Bruce Cohen

Divisions

Molecular Foundry

Secondary Affiliation:

Molecular Biophysics and Integrated Bioimaging

• Cellular and Tissue Imaging

Biography

Bruce Cohen, Ph.D. is a Staff Scientist at the Molecular Foundry and the Division of Molecular Biophysics & Integrated Bioimaging at Lawrence Berkeley National Laboratory in Berkeley, California (USA), where his research focuses on the design and synthesis of novel luminescent nanomaterials for bioimaging. He graduated with honors in Chemistry from Princeton and earned his Ph.D. in Chemistry and Biophysics from UC Berkeley working with Daniel E. Koshland, Jr.  He earned a certificate in Neurobiology from Woods Hole Institute before working as a Howard Hughes Medical Association postdoctoral fellow in the laboratory of Lily Y. Jan (UCSF) developing organic and protein-based fluorescent probes for addressing problems in protein biophysics and bioimaging. He has a broad background covering nanoscience, biophysics, neuroscience, photophysics, and chemical biology.  His current research interests include development of novel organic fluorophores for imaging and sensing, nanoparticle-based biosensors, and lanthanide-based upconverting nanoparticles as single molecule, quantitative, and deep tissue imaging probes.

Research Interests

Optical microscopy is the primary means of studying live cells in real time, enabling analysis of individual cellular components at high spatial and temporal resolution.  Inorganic nanocrystals have shown promise as transformative probes for these imaging studies, with exceptional optical properties not found in other materials.   Along these lines, we are developing novel nanocrystals as biosensors and single-molecule probes, improving bioconjugation and targeting chemistries, and imaging live cells with these reagents.  We aim to integrate the development of novel luminescent nanomaterials into multidisciplinary efforts to address significant biological questions of cell function.

Imaging single molecules

Lanthanide-based upconverting nanoparticles (UCNPs) sum the energies of 2 incident NIR photons to emit one at visible wavelengths, an unusual property unlike anything found in the cell.  UCNPs have significant advantages over other luminescent reporters, including an absence of on–off blinking, single-molecule multiphoton NIR excitation at powers approaching those used for standard one-photon confocal imaging, no overlap with cellular autofluorescence, and no measurable photobleaching under prolonged single-particle excitation. Our synthetic efforts have established control over UCNP size to produce smaller nanocrystals more compatible with many imaging applications. Current efforts are aimed at optimizing single nanocrystal brightness for extended single-molecule imaging in live cells, and developing UCNPs capable of chemical sensing for studying cellular biochemistry.

Optical biosensors

Many nanocrystals exhibit brightness and stability far superior to conventional fluorophores, making them ideal as the bases for biosensing reagents.   We have developed quantum dot and UCNP energy transfer-based systems for the sensitive detection of cellular chemistry and protein motions.  Our current work focuses on developing bright, selective sensors for studying neuronal activity, including voltage sensors, sensors of neurotransmission in the brain, and ion sensors.

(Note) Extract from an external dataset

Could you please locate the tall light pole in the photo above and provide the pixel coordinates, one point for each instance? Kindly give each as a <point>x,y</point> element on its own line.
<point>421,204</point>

Nanocrystal biocompatibility and targeting

Broadening the scope of nanocrystal surface conjugation chemistry is essential to expand their reach for imaging applications.   High-quality UCNPs and quantum dots are synthesized in hydrophobic solvent and must be transferred to water and made biocompatible to have any utility as imaging probes or biosensors. An ongoing challenge in applying nanocrystals as probes for cellular imaging is improving their aqueous passivation and developing new reactions that work on nanocrystal surfaces.  A growing area of research for us is development of new bioconjugation chemistries, including click reactions, SpyCatcher ligation, and bioorthonganol reactions for immunotargeting.